No. Josh Fried of 37signals admits in Copyblogger.com, “We don’t have metrics [to support our design changes]. It’s all gut.” (I agree wholeheartedly by the way, with Brian Clark, author of Copyblogger.com. He cautions in this post that listening to designers and one’s instincts can be a dangerous practice when the outcome could be a major decline in the bottom line of your business.)

So right now web marketers appear to be flying blind when they are using this technique to showcase important copy. This could be remedied.

I’ve made a point to talk to anyone I know who conducts eye tracking heatmaps to see if they’ve ever seen any evidence that this hinders or helps a reader through the thicket of online copy.
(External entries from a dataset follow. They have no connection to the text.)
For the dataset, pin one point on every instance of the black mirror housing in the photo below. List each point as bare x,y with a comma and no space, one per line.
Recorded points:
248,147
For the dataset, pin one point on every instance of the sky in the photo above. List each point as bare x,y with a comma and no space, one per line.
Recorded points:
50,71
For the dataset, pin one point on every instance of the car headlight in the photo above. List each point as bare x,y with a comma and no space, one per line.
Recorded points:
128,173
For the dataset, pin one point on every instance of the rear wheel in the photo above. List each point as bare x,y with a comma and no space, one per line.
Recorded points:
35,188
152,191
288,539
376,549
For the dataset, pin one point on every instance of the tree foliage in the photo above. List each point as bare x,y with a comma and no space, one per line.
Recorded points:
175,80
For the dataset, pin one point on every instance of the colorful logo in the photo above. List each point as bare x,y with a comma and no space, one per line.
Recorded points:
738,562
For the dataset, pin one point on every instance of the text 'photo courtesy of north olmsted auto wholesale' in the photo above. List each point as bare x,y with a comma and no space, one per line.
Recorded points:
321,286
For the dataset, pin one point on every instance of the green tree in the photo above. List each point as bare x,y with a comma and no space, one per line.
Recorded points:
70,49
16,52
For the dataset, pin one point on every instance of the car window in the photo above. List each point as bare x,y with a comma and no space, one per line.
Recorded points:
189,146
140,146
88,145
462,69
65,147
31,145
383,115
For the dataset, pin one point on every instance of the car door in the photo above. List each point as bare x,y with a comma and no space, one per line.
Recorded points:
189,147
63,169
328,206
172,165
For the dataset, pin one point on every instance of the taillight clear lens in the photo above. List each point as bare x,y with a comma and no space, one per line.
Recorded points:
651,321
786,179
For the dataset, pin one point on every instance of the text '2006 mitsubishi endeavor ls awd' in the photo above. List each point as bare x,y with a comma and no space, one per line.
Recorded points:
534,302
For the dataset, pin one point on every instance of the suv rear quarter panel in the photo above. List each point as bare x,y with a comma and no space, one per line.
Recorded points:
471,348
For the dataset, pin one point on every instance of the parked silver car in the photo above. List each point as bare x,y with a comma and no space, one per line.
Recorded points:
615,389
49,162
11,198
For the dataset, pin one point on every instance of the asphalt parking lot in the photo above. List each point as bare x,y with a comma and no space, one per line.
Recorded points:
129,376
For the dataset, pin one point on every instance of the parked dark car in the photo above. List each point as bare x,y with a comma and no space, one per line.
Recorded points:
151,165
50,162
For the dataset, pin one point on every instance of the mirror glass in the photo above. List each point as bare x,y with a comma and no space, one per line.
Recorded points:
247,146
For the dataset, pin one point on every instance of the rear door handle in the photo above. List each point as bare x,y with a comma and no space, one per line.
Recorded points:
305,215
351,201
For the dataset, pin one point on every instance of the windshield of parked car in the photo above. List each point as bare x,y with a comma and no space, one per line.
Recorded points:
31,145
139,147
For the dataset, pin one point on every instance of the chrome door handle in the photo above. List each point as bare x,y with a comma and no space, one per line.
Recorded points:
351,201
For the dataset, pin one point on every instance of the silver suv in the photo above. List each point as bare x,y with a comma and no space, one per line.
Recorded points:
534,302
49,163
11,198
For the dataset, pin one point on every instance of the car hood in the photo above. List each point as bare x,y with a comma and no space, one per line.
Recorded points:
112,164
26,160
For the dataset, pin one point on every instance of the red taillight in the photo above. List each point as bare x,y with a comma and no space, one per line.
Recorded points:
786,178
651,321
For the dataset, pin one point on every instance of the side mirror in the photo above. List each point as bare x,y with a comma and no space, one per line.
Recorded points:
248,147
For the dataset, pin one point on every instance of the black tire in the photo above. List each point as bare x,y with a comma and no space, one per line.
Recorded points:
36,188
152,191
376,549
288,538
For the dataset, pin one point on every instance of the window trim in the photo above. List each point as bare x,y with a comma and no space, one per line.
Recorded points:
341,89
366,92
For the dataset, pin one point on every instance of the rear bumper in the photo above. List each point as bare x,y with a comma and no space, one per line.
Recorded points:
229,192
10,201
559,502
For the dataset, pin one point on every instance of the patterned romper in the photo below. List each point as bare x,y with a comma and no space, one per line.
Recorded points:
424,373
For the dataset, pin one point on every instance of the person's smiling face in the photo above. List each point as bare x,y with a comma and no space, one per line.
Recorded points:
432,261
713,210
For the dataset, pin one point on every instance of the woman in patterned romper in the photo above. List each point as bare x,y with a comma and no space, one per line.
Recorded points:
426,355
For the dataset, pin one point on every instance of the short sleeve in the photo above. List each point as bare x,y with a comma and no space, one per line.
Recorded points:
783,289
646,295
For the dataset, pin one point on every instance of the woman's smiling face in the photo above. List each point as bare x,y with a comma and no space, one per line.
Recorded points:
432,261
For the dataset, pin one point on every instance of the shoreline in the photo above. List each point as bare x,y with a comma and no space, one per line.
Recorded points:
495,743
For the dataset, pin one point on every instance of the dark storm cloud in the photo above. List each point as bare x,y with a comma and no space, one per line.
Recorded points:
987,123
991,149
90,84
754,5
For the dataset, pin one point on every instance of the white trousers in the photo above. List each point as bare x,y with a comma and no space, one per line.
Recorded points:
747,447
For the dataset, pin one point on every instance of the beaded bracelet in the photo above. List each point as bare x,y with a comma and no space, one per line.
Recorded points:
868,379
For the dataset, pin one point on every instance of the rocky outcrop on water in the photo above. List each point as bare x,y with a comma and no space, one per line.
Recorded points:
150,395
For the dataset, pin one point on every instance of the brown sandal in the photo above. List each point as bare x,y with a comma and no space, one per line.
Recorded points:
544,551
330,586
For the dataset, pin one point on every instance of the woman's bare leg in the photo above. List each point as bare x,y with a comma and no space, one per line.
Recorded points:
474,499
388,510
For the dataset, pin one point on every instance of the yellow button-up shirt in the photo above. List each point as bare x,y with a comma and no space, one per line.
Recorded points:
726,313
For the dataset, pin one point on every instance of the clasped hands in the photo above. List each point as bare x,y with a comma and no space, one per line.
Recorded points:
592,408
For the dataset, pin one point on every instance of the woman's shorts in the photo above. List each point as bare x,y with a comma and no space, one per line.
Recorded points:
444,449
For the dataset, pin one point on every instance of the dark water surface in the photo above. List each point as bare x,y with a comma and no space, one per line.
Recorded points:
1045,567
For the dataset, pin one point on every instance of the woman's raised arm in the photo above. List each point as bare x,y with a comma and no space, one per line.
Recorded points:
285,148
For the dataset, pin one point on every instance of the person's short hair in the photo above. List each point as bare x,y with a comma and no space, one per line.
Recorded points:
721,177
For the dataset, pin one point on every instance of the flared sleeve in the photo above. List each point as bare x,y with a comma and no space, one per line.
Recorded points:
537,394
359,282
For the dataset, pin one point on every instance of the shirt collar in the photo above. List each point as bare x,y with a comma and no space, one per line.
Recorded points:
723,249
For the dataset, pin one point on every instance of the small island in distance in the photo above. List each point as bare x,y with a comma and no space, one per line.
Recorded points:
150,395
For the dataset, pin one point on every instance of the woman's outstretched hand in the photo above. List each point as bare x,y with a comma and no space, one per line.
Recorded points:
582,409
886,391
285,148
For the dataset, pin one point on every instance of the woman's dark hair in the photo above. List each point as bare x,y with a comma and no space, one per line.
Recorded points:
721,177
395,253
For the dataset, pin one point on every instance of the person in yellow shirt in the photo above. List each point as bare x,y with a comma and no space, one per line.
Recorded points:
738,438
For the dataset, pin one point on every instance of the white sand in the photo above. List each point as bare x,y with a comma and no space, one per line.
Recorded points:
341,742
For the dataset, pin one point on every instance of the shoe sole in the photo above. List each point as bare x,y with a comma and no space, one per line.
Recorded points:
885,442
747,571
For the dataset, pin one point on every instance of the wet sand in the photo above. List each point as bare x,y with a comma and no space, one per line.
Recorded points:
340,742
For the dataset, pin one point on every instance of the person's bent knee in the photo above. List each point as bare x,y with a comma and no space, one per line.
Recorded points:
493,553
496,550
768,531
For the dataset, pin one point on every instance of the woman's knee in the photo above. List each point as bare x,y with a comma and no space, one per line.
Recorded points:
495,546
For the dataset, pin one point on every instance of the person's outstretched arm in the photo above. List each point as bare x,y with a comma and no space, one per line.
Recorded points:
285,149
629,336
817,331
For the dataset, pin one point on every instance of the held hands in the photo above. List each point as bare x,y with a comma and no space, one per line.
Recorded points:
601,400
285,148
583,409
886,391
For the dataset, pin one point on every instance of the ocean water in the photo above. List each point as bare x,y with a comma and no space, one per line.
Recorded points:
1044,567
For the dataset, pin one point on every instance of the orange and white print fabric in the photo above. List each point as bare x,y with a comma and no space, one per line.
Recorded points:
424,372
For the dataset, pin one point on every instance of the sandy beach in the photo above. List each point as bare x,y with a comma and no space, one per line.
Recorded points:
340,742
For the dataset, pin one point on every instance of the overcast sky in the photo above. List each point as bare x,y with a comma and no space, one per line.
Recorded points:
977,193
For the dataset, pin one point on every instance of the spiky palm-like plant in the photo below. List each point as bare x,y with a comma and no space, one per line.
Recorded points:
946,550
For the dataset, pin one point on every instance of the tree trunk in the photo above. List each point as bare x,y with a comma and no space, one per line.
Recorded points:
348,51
And if they haven’t, would they like to give it a try?

In the meantime, I welcome your thoughts on whether this hip spin on copy formatting will prove to be more than a novelty.

2 Replies to “Get out your yellow highlighter to emphasize your most important web copy”

  1. I did a preliminary eyetracking study along the same lines because I was curious as well, and because Ruby on Rails is a cool platform.

    More study is required, but the initial impression is that the effect it has is local to the paragraph — meaning, it won’t draw people’s eyes strongly if they aren’t already looking at the paragraph, and then it’s not clear how strong of a pull it has within the paragraph. I was expecting to see more attention focused on the yellow highlighted areas, but in our initial exploration we didn’t see it (that could be for a lot of reasons, but it’s an interesting first data point).

  2. Thanks, Greg, for your contribution to the investigation.

    I’m as surprised as you are that it didn’t have a stronger effect.